The fact that the Italian discipline (as the disciplines of most EU countries) has no provisions about class arbitration doesn’t preclude its viability, according to Prof. Gaboardi, because, in any case, it would need the agreement of the parties and couldn’t, thus, violate their rights. Indeed, class members can take part to the class arbitration as well as civil litigation by providing the court with a personal declaration that complies with the consensual basis of arbitration. They are called upon to sign a commercial agreement in which an arbitral clause is present and to become parties to the arbitration by declaring to adhere to the class proceedings.

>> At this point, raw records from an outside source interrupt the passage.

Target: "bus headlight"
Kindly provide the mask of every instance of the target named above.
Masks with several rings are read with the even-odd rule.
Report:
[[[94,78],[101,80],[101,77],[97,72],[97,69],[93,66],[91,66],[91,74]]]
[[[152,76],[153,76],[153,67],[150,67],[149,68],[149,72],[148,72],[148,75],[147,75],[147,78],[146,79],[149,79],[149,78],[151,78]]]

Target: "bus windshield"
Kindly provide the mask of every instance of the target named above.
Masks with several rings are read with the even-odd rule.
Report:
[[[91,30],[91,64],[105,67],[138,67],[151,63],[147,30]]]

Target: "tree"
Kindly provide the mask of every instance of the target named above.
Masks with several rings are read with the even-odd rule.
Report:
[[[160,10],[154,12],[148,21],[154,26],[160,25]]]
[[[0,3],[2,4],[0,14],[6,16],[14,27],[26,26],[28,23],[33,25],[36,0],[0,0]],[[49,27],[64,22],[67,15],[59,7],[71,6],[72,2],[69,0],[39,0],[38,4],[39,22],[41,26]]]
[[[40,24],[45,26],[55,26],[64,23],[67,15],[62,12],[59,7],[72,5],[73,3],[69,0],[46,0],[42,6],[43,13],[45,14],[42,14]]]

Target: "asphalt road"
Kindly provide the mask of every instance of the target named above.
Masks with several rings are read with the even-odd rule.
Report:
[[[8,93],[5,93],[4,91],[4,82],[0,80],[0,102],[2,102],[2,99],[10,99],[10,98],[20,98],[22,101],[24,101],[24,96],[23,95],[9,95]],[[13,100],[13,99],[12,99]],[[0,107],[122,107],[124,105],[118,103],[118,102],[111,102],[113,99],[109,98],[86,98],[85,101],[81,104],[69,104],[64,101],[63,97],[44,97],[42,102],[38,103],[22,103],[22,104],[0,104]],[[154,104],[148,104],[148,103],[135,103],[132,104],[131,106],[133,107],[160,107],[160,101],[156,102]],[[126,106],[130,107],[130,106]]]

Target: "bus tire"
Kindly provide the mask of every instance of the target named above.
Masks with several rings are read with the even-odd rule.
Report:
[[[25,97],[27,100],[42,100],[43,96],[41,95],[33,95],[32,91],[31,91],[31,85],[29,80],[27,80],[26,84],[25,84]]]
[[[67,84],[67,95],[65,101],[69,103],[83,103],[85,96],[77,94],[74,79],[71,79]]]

In second place, procedural rules can’t be a hurdle. Even if, in the Italian procedural tradition, the Court proceedings pit two well-determined parties one against the other, class action rules already depart from this traditional view. It’s harder, but not impossible, to reconcile the undetermined or putative nature of class members in a class action with the fact that the parties of an arbitration must choose the arbitrator (or arbitral tribunal). Adhering to the class arbitration can be described as a useful means of sharing the arbitrators who are appointed by the class representative.
Against those arguing that a class action arbitration has no advantages compared to a simple class action, because it’s more expensive that a civil litigation, Prof. Gaboardi replies that costs can be shared by the components of the class and clear benefits are the speed of the proceedings and the increased likelihood of settling the case. In American experience, large companies often impose arbitration clauses in consumer contracts in order to prevent consumers from bringing class lawsuits to national courts. Class actions make it more difficult for companies to defend themselves effectively against a large number of similar but different claims. Admitting class action arbitration, instead, would prevent the arbitration clause from being used as an unfair expedient to block the class litigation.
Prof. Gaboardi is optimistic about the chance to really introduce class action arbitration. «This is not an academic exercise», he says, «because the Italian law looks at the class action with favor, as confirmed by the recent reinforcement of that regulatory regime and the still sporadic, though not irrelevant, practice of the Italian class action».